Research Seminar Series Archive

  • Lisa M. Given | Research with Impact: Enhancing Your Profile for Academic and Community Engagement
    11/12/14
    Researchers across disciplines have been tracking and promoting impact of their work for decades using various metrics (e.g., citation counts). Today, many alternatives exist for documenting impact of research outputs and building your academic profile. Social media tools and qualitative measures of community-based research, alongside a range of metrics, provide options for researchers who want to enhance their academic and public research profiles. This talk will explore a range of strategies for promoting research and measuring impact in the community.
  • Ina Fourie | Compassion Fatigue and Information Behavior
    10/29/14
    Compassion fatigue is a serious condition impacting health, quality of life, professional well-being, and work productivity. It manifests in many professional sectors, especially those dealing with people in vulnerable positions such as in healthcare, law enforcement, spiritual settings and social work. Related terms — sometimes used interchangeably — include burnout, secondary traumatization and vicarious traumatization.  Very little research dealing explicitly with information behavior and compassion fatigue has been reported.
  • Shelagh K. Genuis | Working with Youth Co-Researchers: Promoting Personal and Community Engagement with Health Information
    9/24/14
    This talk explores a novel research partnership and its contribution to community engagement with health promoting information. Indigenous youth co-researchers were recruited for a community-based participatory study investigating concerns about healthy eating and food security in a Cree community. Youth contributed to research planning, conducted interviews with elementary school Photovoice participants, contributed to data analysis and participated in the development of a knowledge translation tool. Hands-on interaction with research findings fostered critical thinking about health information and practices. Findings suggest that a broad understanding of information use may be helpful in the context of health promotion.
  • Lynne (E.F.) McKechnie | “Spiderman is not for Babies” (Peter, 4 years): The Boys and Reading Problem from the Perspective of the Boys Themselves
    3/31/14
    It used to be the girls who were thought to be the problem. Until recently, both research and practice in fields like education and library and information science were more interested in uncovering and addressing the unfair, unequal treatment of girls. But times have changed. Everyone agrees that girls have improved on almost all performance indicators at school while boys have not. This presentation reports on an interview study with 43 Canadian boys (4 to 12 years old) which captured the boys’ own perspectives on their reading. Results indicate that boys are reading, but their preferred reading materials (e.g., nonfiction, comic books, and game manuals) are not those usually privileged by librarians, teachers and parents.

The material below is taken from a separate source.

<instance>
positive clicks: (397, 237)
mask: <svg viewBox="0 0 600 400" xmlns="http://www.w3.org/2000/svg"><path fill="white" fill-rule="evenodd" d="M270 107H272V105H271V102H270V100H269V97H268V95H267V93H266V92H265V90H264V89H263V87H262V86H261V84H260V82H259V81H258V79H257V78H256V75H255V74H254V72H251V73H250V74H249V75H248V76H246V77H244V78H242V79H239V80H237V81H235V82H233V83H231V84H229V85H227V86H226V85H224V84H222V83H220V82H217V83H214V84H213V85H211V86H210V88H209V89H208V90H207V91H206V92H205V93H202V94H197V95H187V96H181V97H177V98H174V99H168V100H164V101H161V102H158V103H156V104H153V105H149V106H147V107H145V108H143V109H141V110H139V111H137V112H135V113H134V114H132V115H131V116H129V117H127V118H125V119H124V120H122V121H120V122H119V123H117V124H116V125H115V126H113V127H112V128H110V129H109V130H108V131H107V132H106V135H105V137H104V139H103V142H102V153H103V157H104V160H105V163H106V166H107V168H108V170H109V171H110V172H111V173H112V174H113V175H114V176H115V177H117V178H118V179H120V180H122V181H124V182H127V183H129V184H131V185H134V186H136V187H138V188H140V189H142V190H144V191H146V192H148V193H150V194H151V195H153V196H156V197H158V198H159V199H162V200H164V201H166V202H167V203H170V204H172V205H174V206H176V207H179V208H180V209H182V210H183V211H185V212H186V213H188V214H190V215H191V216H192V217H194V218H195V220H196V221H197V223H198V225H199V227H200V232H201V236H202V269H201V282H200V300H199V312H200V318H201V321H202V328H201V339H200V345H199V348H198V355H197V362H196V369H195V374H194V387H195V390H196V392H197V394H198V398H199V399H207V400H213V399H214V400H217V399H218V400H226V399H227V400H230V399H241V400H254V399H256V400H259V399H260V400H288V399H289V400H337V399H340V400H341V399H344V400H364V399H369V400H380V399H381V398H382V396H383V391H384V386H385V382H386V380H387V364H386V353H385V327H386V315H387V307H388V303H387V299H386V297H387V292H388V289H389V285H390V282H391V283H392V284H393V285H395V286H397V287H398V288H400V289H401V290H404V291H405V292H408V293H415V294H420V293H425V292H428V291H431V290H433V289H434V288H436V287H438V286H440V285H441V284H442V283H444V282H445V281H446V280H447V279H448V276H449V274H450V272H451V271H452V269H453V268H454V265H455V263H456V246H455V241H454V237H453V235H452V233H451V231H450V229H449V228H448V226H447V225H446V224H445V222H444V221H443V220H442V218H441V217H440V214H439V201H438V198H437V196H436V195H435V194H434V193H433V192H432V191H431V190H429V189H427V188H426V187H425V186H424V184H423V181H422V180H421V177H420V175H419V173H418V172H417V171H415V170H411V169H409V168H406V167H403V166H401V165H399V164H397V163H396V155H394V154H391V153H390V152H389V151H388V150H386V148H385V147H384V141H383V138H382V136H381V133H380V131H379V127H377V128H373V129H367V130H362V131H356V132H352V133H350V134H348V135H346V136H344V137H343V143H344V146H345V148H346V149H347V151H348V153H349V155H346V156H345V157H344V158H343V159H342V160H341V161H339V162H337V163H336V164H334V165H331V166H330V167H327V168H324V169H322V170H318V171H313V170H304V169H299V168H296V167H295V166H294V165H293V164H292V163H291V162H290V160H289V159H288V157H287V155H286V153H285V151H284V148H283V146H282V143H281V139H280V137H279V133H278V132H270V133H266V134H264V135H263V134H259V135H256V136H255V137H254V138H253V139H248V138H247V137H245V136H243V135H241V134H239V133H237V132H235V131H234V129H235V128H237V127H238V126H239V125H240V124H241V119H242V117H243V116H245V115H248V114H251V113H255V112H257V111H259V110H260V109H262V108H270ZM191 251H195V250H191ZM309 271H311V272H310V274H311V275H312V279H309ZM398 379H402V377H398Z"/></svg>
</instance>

  • Paul Kantor | BIGDATA: Researcher Recommendation Systems: Science, Support or Surveillance?
    2/19/14
    Recommender Systems are springing up everywhere, collecting the judgments and clickstreams of Web users, and processing them to recommend everything from diapers to dioramas. The research presented here revisits to the earliest roots of recommender systems, HyperCat and the SXR, and asks how such systems can support the activity of researchers with a long-term, shared interest in some difficult topic.
  • Brian Detlor | Helping Libraries Conduct Research
    11/14/13
    This talk centers on the speaker’s own personal experience helping an academic library and a public library conduct research. In particular, the speaker will share insights on his current role as a faculty member in residence at the McMaster University Library. Specifically, the speaker will reflect on the progress he has made, the challenges he has encountered, and the factors that have led to success in fostering a research climate within the library.
  • Andrew Large | A Long and Winding Road: Children and IT in Retrospect
    10/17/13
    This presentation will review a series of research projects extending from the early 1990s until the present conducted by the speaker and focused upon the information behavior of elementary school children when using a variety of information technologies. It will trace the emergence of children from being mere participants to active collaborators in the research process. Center stage will be the design of interfaces, including interactive, virtual and visualization techniques, that are intended to facilitate the identification, retrieval and use of information by children.